A fearless grassroots populist who encouraged gay men and women to come out of the closet, Milk knew he was a threat to the status quo — even in a relatively sympathetic place like late-1970s San Francisco. About a year before he was killed at age 48, he sat in his modest Castro Street apartment and recorded a will that would be played “only in the event of my death by assassination.”
Director Gus Van Sant and screenwriter Dustin Lance Black use this prescient recording as the backbone of Milk, their lively, surprisingly straightforward biopic of an unlikely politician who touched more lives than he even knew possible.
And perhaps befitting of Milk’s unconventional rise (and continued relevance), Van Sant went the curious route of casting Sean Penn in the lead role — an actor who takes the production to an entirely new level.
[Read tt stern-enzi's review of Milk here. Hear interviews with James Franco and other cast members and see production photos here.]
From the closet to Castro Street
The film’s compact narrative is shaped by Milk’s brief political career (essentially 1973 through 1978, only the last 11 months of which he spent as an elected official). Andrew Sullivan, another openly gay man immersed in politics, describes the film’s impact with typical incisiveness on his blog: “The tidiness of Harvey Milk’s martyrdom gives the movie a shape and a narrative. And within that tight frame, (Van Sant) let his life breathe a little with its contradictions and complexities. I remembered that Milk understood two things: that organizing a gay community from the ground up was essential if homosexuals were ever to be free of threat, persecution and violence; and that such a ghetto would never be enough — because the most vulnerable gays and lesbians and transgenders are destined to be born every day in the great heartland between the coasts.”

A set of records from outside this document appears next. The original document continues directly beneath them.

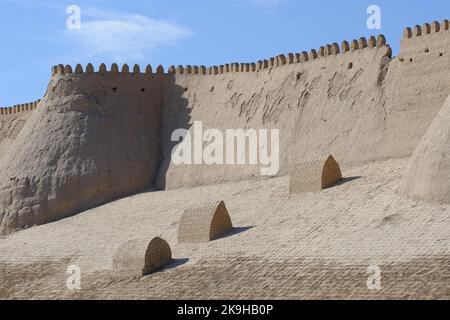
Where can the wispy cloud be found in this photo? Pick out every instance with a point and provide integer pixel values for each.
(123, 36)
(262, 3)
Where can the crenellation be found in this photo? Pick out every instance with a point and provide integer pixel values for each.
(179, 70)
(102, 69)
(407, 33)
(291, 58)
(303, 57)
(321, 52)
(79, 69)
(445, 25)
(195, 70)
(335, 50)
(90, 68)
(362, 43)
(354, 45)
(280, 60)
(372, 42)
(435, 27)
(417, 31)
(381, 41)
(18, 108)
(426, 29)
(68, 69)
(115, 68)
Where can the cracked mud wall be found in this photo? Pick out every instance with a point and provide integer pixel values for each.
(10, 127)
(360, 106)
(94, 138)
(328, 105)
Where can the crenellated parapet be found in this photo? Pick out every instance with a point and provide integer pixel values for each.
(103, 69)
(6, 111)
(430, 40)
(281, 60)
(425, 29)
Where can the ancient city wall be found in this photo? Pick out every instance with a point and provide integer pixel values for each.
(12, 120)
(417, 84)
(94, 138)
(102, 134)
(322, 101)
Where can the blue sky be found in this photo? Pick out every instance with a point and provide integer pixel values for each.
(34, 35)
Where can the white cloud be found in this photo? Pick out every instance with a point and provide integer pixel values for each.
(263, 3)
(122, 36)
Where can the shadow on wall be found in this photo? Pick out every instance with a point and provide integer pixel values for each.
(176, 114)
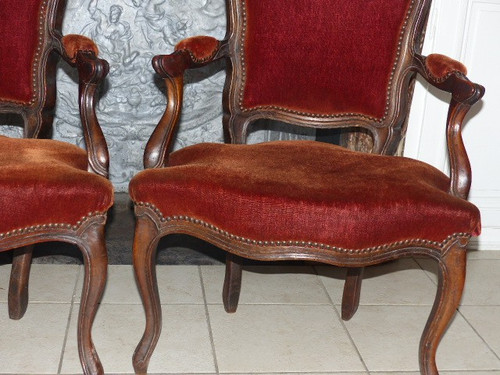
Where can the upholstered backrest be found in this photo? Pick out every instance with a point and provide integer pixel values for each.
(21, 44)
(323, 59)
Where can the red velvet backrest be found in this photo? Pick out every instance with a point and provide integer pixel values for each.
(320, 57)
(19, 31)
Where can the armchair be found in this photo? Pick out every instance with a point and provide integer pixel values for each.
(51, 190)
(343, 64)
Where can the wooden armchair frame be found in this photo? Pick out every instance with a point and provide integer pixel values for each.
(388, 132)
(37, 114)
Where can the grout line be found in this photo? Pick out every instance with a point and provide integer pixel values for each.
(210, 333)
(63, 350)
(477, 333)
(342, 322)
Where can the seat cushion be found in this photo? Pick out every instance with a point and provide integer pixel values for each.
(307, 191)
(46, 182)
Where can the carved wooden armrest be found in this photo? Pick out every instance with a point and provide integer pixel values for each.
(73, 43)
(450, 75)
(81, 52)
(190, 53)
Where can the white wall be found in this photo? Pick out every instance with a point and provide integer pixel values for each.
(467, 30)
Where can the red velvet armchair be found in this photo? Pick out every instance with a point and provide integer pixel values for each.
(50, 190)
(321, 64)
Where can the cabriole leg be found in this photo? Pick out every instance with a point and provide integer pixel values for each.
(451, 283)
(96, 264)
(352, 291)
(232, 283)
(19, 282)
(145, 244)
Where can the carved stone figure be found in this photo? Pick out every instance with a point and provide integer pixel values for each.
(129, 33)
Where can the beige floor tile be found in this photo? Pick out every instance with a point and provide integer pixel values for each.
(268, 285)
(440, 372)
(481, 275)
(486, 321)
(388, 336)
(176, 284)
(295, 373)
(49, 283)
(312, 373)
(33, 345)
(184, 345)
(401, 282)
(281, 338)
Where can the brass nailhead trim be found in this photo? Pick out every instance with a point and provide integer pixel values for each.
(36, 59)
(44, 227)
(340, 115)
(389, 246)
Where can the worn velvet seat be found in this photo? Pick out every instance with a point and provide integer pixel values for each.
(348, 200)
(323, 64)
(51, 190)
(36, 174)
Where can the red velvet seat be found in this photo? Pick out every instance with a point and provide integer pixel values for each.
(41, 179)
(321, 64)
(353, 200)
(49, 190)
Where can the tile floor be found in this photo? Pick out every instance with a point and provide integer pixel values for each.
(287, 322)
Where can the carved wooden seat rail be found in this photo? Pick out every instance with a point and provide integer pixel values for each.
(50, 190)
(321, 64)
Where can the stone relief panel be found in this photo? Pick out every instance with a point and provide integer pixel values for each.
(129, 33)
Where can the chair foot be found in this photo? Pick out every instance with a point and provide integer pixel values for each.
(145, 244)
(232, 283)
(451, 283)
(352, 291)
(19, 282)
(96, 264)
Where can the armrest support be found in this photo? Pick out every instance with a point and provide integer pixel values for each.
(190, 53)
(448, 75)
(81, 53)
(91, 73)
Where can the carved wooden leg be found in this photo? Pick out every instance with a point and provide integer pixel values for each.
(19, 282)
(232, 283)
(145, 244)
(352, 290)
(449, 293)
(96, 264)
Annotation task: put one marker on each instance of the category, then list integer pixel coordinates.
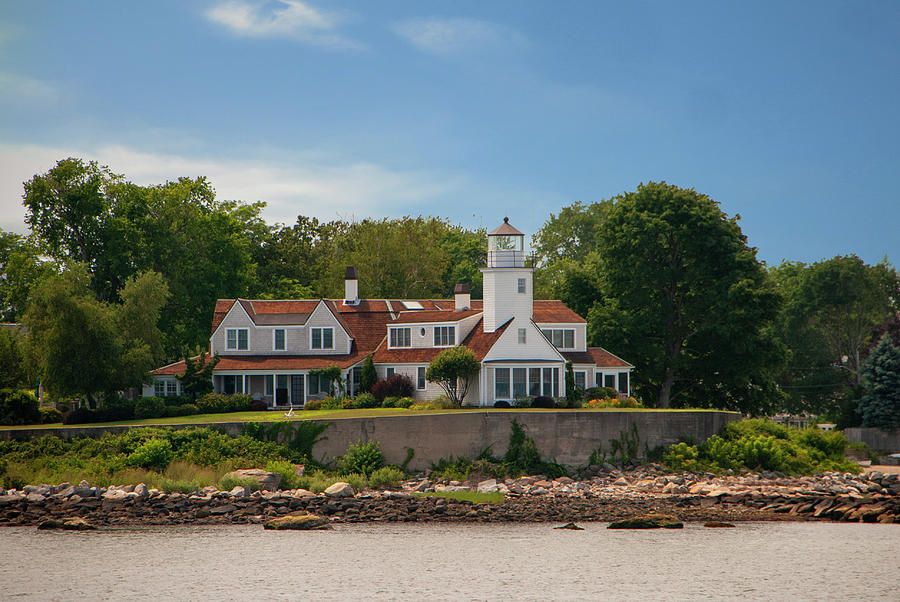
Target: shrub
(18, 407)
(543, 402)
(364, 401)
(154, 453)
(229, 483)
(149, 407)
(286, 470)
(187, 409)
(386, 477)
(362, 457)
(50, 415)
(396, 385)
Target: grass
(467, 496)
(278, 416)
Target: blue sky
(788, 113)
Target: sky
(786, 113)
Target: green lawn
(276, 416)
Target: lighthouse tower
(508, 284)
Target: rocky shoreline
(605, 496)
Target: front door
(297, 390)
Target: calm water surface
(777, 561)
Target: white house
(271, 349)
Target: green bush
(155, 453)
(50, 415)
(362, 457)
(364, 401)
(18, 407)
(149, 407)
(286, 470)
(386, 477)
(763, 445)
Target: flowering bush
(613, 402)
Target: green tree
(12, 358)
(451, 370)
(368, 375)
(197, 377)
(76, 337)
(20, 268)
(567, 258)
(880, 406)
(686, 300)
(83, 346)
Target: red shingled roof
(415, 316)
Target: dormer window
(562, 338)
(400, 337)
(444, 336)
(321, 338)
(237, 339)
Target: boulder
(571, 527)
(267, 480)
(648, 521)
(298, 522)
(67, 524)
(340, 489)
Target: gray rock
(340, 489)
(267, 480)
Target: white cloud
(279, 18)
(446, 37)
(327, 191)
(20, 89)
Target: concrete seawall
(567, 436)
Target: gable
(536, 347)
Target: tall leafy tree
(567, 258)
(20, 268)
(880, 406)
(686, 300)
(85, 347)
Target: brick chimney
(462, 296)
(351, 286)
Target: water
(809, 561)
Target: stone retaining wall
(564, 436)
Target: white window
(501, 383)
(562, 338)
(579, 379)
(420, 378)
(322, 338)
(444, 336)
(236, 338)
(520, 384)
(400, 337)
(165, 387)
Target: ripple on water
(823, 561)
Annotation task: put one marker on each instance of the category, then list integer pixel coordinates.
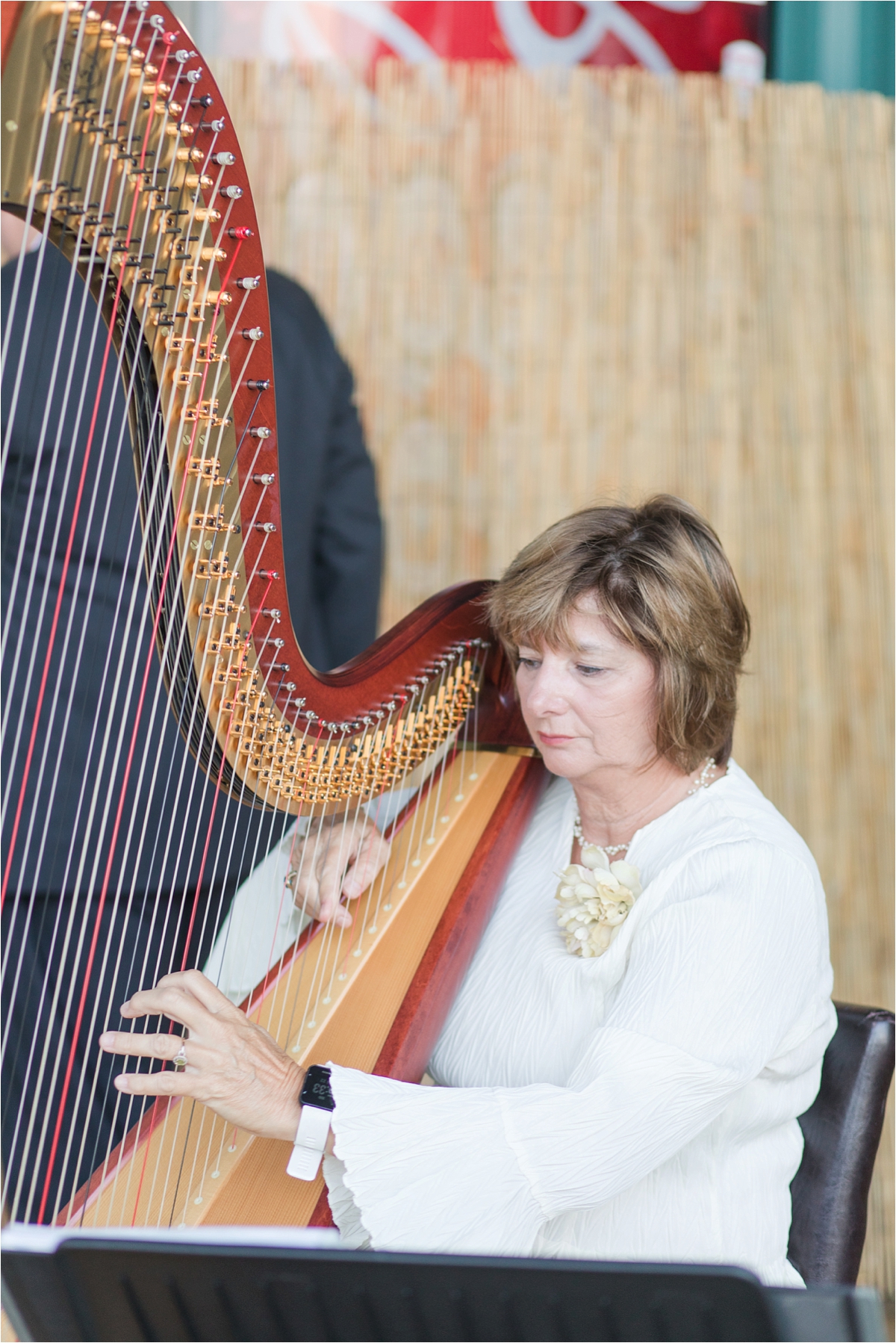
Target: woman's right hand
(337, 857)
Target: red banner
(662, 37)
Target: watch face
(316, 1088)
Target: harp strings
(321, 750)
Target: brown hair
(662, 582)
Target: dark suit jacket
(332, 563)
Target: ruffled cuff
(426, 1169)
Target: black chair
(842, 1131)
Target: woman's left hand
(233, 1065)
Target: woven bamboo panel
(566, 288)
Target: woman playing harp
(645, 1018)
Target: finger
(200, 987)
(156, 1084)
(140, 1046)
(307, 892)
(371, 860)
(169, 1001)
(331, 885)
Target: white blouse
(637, 1105)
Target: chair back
(841, 1132)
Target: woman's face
(588, 707)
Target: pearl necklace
(703, 782)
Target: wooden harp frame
(198, 347)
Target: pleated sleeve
(722, 979)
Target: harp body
(119, 149)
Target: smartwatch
(317, 1105)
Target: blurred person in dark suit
(332, 542)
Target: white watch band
(311, 1141)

The narrative kicks into gear as Milk (Penn) leaves behind his old, largely closeted life in New York City and moves to San Francisco with his lover, Scott Smith (James Franco), in 1972. The pair opens a small business, Castro Camera, which becomes a vital hub for San Francisco’s burgeoning gay community.
It’s not long before Milk, yearning to give voice to the community’s interests, runs for the San Francisco Board of Supervisors (their version of city council), to which he’s finally elected in 1977 after two unsuccessful tries.
Van Sant and ace cinematographer Harris Savides — who worked similar magic in David Fincher’s Zodiac — re-create the period with loving, dead-eye detail. The use of vintage news footage from the era — including Diane Feinstein’s shocking announcement of Milk’s and then-Mayor George Moscone’s assassination by fellow Supervisor Dan White (Josh Brolin) — only adds to the film’s organic, authentically rendered flavor.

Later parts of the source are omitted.